"Gerçekten, daha birkaç ayımız var ve biz ipimiz kopmuşçasına oradan oraya zıplıyoruz."
Minho bir yandan söyleniyor diğer yandan ise masaya uzanmış uyuyan sevgilisinin saçlarını okşuyordu. Çok tatlılardı, onları gülümseyerek izliyordum.

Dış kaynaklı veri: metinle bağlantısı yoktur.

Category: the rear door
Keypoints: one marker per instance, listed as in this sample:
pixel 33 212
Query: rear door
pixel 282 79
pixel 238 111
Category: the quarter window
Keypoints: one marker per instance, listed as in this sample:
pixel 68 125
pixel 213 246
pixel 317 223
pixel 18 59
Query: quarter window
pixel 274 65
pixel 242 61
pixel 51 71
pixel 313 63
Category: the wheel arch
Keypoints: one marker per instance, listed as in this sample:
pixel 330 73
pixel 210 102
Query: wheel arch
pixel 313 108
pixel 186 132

"Minho, söylenmeyi kes. Bölümün zor olduğunu bilerek seçtin. İyi ki müzik bölümden değilsin, herhalde kafayı yerdin."
Tüm gece rap sözlerin yazmaktan uyuyamamış Jisung kafasını masadan kaldırmadan Minho'yu azarlarken güldüm. Minho ise yüzünü buruşturmuş ve onun taklidini yapmıştı. Jisung kafasını kaldırdığında ise gülümseyerek ona öpücük atmıştı.
İlişkilerine bayılıyordum, çok iyi anlaşıyorlardı. 1 yıla yakındır çıkıyorlardı ve tartışsalar bile sorunlarını konuşarak halledebiliyorlardı.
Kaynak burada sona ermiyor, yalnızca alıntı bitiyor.